La lotta per una maggiore inclusione delle donne nelle istituzioni deve dunque partire dal linguaggio. Parlare di "ministre", "sindache" e "presidente" al femminile non è un mero esercizio grammaticale, ma una scelta politica che segna un cambiamento di prospettiva. Non si tratta solo di rendere visibile ciò che già esiste, ma di contribuire a creare una nuova cultura politica in cui uomini e donne abbiano lo stesso diritto di essere rappresentati e ascoltati.

Promuovere un linguaggio di genere inclusivo nelle istituzioni significa anche educare le future generazioni a una visione più paritaria della società. I giovani e le giovani di oggi saranno i cittadini e le cittadine di domani, e se crescono in un contesto in cui il linguaggio riflette la parità di genere, sarà più facile per loro immaginare un mondo in cui uomini e donne lavorano fianco a fianco, con pari dignità e responsabilità.

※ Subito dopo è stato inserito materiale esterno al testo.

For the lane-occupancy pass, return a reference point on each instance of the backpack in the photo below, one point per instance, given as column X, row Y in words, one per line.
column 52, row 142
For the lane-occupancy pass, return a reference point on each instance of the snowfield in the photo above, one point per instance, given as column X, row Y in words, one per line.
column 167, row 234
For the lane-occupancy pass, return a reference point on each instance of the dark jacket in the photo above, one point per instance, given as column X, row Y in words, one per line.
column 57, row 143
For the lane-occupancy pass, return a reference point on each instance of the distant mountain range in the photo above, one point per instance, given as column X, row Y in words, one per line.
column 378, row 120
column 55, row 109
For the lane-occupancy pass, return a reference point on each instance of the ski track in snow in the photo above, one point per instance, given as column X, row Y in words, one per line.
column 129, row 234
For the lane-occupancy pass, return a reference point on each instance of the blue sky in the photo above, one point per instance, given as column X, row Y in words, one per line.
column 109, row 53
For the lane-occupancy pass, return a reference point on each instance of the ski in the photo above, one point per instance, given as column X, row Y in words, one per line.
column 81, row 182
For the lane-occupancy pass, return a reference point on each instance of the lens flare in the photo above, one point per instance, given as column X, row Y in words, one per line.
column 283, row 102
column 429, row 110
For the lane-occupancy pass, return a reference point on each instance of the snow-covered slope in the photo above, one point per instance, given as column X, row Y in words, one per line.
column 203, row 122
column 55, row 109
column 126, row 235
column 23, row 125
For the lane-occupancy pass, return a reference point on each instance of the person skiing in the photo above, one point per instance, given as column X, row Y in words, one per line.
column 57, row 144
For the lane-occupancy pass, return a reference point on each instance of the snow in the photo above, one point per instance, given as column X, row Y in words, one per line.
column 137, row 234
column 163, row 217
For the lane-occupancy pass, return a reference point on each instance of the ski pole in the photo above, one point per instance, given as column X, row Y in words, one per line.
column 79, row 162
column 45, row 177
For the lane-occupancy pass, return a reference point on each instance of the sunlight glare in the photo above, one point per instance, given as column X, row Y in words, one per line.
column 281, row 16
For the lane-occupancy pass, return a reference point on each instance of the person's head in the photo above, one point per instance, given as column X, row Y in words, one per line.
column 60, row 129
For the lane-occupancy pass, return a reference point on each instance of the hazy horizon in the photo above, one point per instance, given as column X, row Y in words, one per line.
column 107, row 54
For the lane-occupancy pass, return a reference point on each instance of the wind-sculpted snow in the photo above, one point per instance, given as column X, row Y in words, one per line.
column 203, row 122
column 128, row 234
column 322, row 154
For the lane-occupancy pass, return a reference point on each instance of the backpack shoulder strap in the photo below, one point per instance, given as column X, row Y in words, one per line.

La battaglia contro il maschilismo nelle istituzioni passa anche, e soprattutto, attraverso il linguaggio. Adottare un linguaggio di genere inclusivo non è solo una questione formale, ma un modo per riconoscere il valore e il contributo delle donne alla vita politica e sociale. In un mondo in cui le disparità di genere sono ancora evidenti, il linguaggio diventa un campo di battaglia cruciale per la costruzione di una società più giusta e inclusiva, dove il potere non è più appannaggio di pochi, ma patrimonio condiviso di tutti e tutte.